News & Updates
Environmental Justice Organisations Liabilities and Trade
April 21, 2014
Hear the term conflict resolution and it usually brings to mind parties involved in armed conflict. The violence and intensity of these situations commands our attention. The global community has evolved diplomatic, economic and other interventions to help opposing parties step back from violence and negotiate solutions to their differences. However, we are often less equipped to deal with very serious, but non-military, conflicts arising from unresolved global issues like climate change.
Perhaps it is because the events contributing to climate change and environmental degradation are more diffuse, slower moving and have consequences that are further in the future. The Intergovernmental Panel on Climate Change has warned that the economic disruptions engendered by climate change could lead to armed conflict. Yet there has been no consensus on how to move forward. Environmental conflicts play out in locales across the world, often without much media attention. We have few at our disposal to help us grasp the scope and nature of the problem. But that may be changing.
The Environmental Justice Atlas is a new online tool that maps locations where environmental conflicts currently exist (see the atlas at http://ejatlas.org/) It was introduced the week of March 17th and is invaluable for those who study environmentally-based conflicts. The Environmental Justice Atlas was funded by the European Commission and built by Environmental Justice Organisations, Liabilities and Trade (EJOLT). There are 915 conflicts currently covered. “It’s only the tip of the iceberg,” says Nick Meynen, EJOLT spokesman. The group’s goal is to expand the initial coverage to 2,000 conflicts in the coming year. (Science, 28 March 2014, Vol. 343, p. 1413)

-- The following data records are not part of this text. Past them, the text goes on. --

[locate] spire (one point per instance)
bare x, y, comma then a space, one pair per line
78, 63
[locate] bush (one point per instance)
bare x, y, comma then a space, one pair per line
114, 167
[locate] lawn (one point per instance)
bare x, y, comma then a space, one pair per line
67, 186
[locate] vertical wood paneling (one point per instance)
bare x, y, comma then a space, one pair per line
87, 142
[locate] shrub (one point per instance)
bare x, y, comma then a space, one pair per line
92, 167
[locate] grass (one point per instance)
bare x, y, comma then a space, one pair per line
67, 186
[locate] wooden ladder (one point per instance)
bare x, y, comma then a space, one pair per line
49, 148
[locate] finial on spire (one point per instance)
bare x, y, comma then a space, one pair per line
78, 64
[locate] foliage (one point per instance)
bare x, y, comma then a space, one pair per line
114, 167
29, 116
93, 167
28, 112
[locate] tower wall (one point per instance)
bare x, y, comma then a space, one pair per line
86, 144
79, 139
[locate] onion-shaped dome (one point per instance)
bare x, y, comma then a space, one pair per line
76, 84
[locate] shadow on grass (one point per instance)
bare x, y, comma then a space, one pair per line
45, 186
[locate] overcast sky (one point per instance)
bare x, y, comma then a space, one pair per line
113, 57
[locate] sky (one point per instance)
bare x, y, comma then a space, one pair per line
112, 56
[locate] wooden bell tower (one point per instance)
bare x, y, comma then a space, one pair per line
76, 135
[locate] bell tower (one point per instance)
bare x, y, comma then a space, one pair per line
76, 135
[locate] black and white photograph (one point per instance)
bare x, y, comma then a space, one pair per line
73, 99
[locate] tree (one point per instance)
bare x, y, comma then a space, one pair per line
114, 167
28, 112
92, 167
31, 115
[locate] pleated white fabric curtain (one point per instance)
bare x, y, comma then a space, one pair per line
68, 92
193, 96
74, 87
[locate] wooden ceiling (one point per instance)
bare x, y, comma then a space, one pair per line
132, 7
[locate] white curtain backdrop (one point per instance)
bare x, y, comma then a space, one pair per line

The tool uses a global map to highlight the hotspots of environmental conflict. A set of 100 filters covering categories such as Country, Company, Commodity, and Type let even environmental novices easily pinpoint specific sites of conflict and their origins. Though easy to use, the Environmental Justice Atlas is designed with a depth of information that will be appreciated by academicians and activists alike. The tool is also available to the public. Sites of environmental conflict are color coded to make it easy for the user to discern the type of environmental threat that exists at a specific location. In the U.S. for example, there are 35 sites of environmental conflict identified and described in detail.
The genius of this tool is that it simultaneously gives us the global picture of environmental threats and also lets us quickly get to the details of situations needing our attention. It is an open tool. Academics can provide input to expand the range of cases and fill in gaps. As the tool evolves, it may become a political force that makes it more difficult for politicians around the globe to ignore or defer action on environmental issues.
The stakes are high, especially for future generations who have no voice now in the decisions being made to avert catastrophic environmental damage from climate change, as well as potential armed conflict driven by these disruptive forces. Tools like the Environmental Justice Atlas can help focus our attention, avoid indecision, and make informed choices.